HELPING NATIONAL GUARD FAMILIES AFTER DEPLOYMENT: A UNIVERSITY-MILITARY COLLABORATION
Adrian J. Blow, College of Social Science
Michigan Army National Guard
When National Guard soldiers return home from deployment and transition back into civilian life, they often feel isolated, surrounded by people who cannot relate to their experiences. The realities faced by soldiers post-deployment can lead to a variety of mental health issues, which can result in suicide or spousal abuse. Oftentimes they do not have access to the same services offered at military installations, leaving both the soldiers and their families to cope with mental health issues without support.
Since 2006, Dr.
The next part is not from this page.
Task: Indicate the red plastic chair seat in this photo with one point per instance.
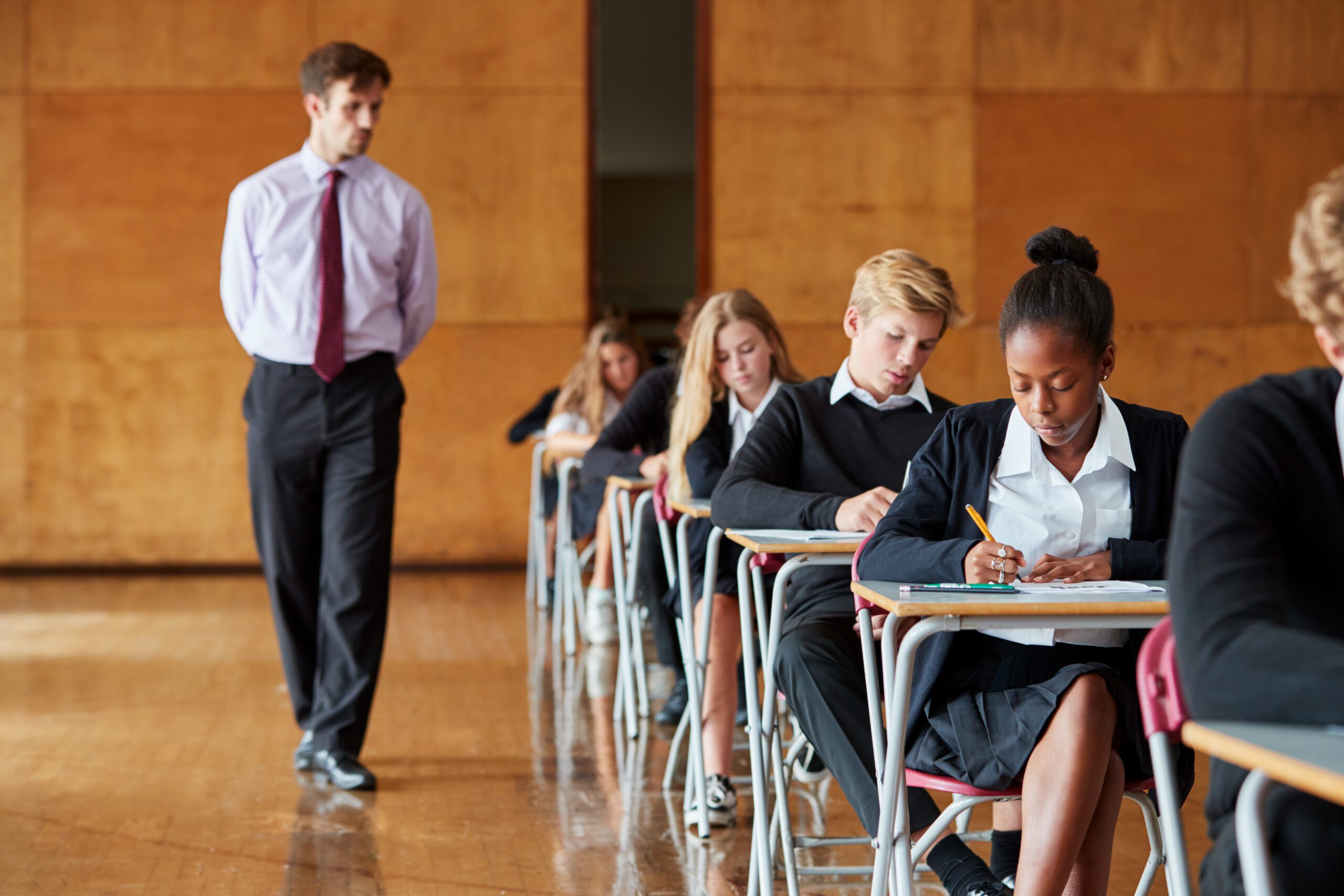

Blow has worked with a range of community partners, including clinicians, military personnel, the Michigan National Guard, the University of Michigan Medical School, the Veteran’s Affairs of Ann Arbor Healthcare System, and the Michigan Public Health Institute, to address the challenges of reintegration faced by returning National Guard soldiers and their families. The work of Blow and his team has had an immeasurable impact on military personnel and their families post-deployment through research-informed programming and policy change.
Blow and his partners have been successful in their mission to improve reintegration outcomes for members of the National Guard and their families. Their work has led to the creation of an effective peer-to-peer support program as well as the Star Behavioral Health Provider Program, which trains mental healthcare providers in military cultural competency, and treatments for PTSD, insomnia, depression, and family resilience.
This partnership is also the recipient of MSU’s 2018 Community Engagement Scholarship Award.